Entering winter through early spring, John Orick, Purdue Extension Master Gardener state coordinator, urged homeowners to follow these four tips, with editorial comments following each tip.

  • Remove excessive leaf debris from turf areas. Excessive leaf debris can block the utilization of light and the exchange of gasses during the winter months. While we generally encourage mowing leaves into turf, excessive leaf debris may cause turf loss.
  • Avoid fertilizer and broadleaf herbicide applications once the turf is dormant. Winter dormancy means the plants are not able to utilize nutrients, and many broadleaf herbicides need minimum temperatures of about 50 degrees to be effective.
  • Prepare your mower for spring. Winter is a great time to change the oil, sharpen mower blades, and other normal maintenance tasks.

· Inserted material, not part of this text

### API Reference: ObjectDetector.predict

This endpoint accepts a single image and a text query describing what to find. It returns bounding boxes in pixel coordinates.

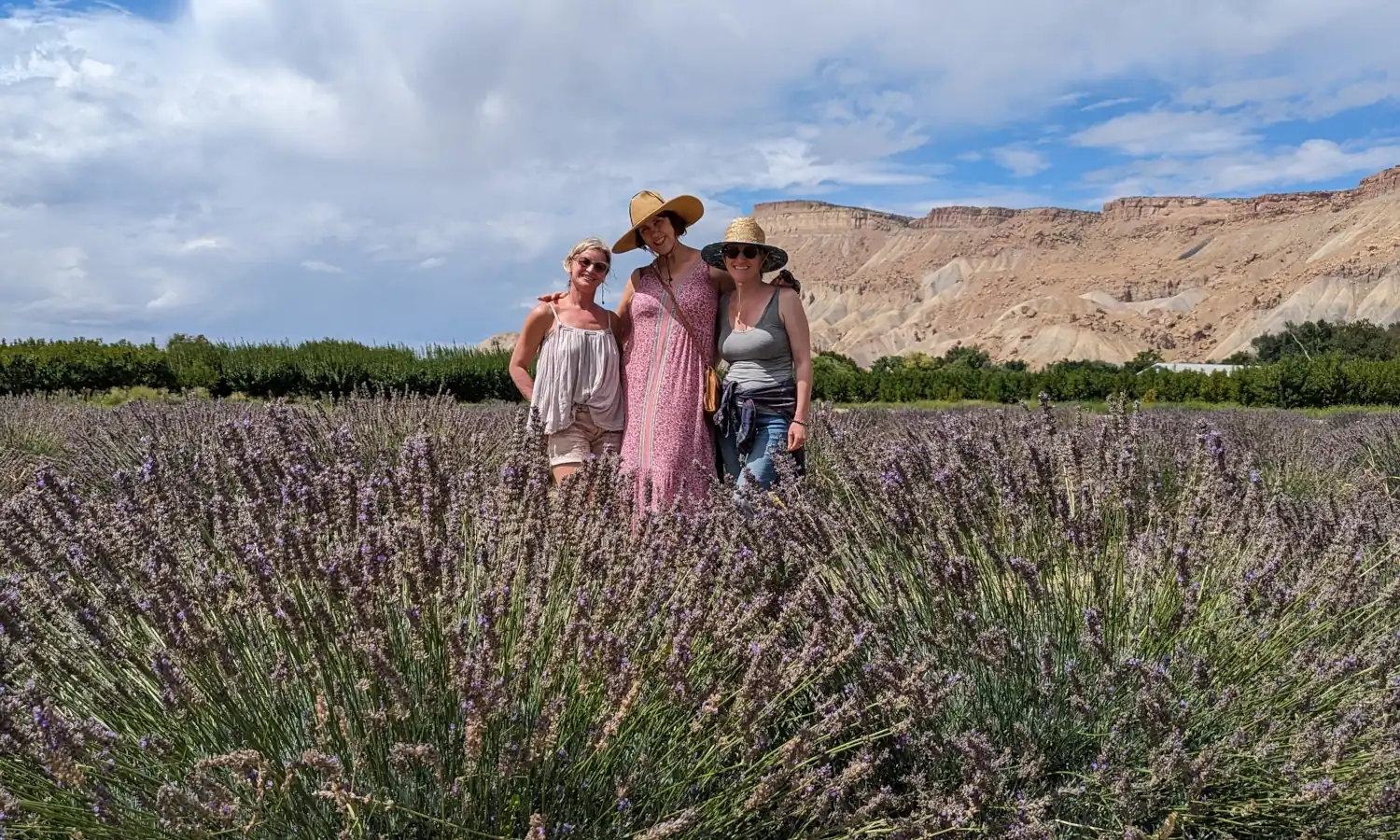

Mowing with sharp mower blades is healthier for turf plants by making a clean cut rather than a ragged one, and it looks nicer. Fresh fuel in spring is best, so run it out of fuel in fall if possible.
  • Avoid walking on turf areas before the frost has melted. Ice crystals inside leaves burst with added pressure and damage plant cell walls. The result will be foot-shaped areas of brown grass blades.

Cale Beigelow, Purdue Extension turfgrass specialist, offered some spring mowing tips. “Probably one of the biggest mistakes homeowners make is not starting to mow their lawns soon enough,” he said. “Remember the mowing ‘rule of thumb’ – for optimum turf health ‘try not to remove more than 1/3 of the leaf blade during any one single mowing.’” He said that for a lawn being maintained at 3 inches, you should not be removing more than 1.5 inches of leaf tissue, or mow when the turf reaches 4.5 inches. He adds:

  • Remove any lawn debris prior to mowing (twigs, sticks, leaves, children’s play equipment, etc.)
  • Make sure your mower is tuned up and ready for the season: check the oil, gas, etc.
  • Use sharp blades! Dull blades equal increased turf stress and poor mowing appearance.
  • Generally, it is better to return clippings back to the lawn as they are a significant source of plant nutrients and it takes less time to mow.
  • It does not hurt the turf to mow slightly (1/2 inch) lower than the normal 2.5-3.5 inches for the first mowing or two as this may remove some of the brown dead tissue from the leaf tips. But, don’t scalp your lawn.

Finally, we occasionally see volunteer maple and other tree seedlings growing in lawns in the spring. If they are in a good location, you can stake them and nurture them (or transplant to a desirable location).  If additional trees are not desired, regular mowing is the most effective control method.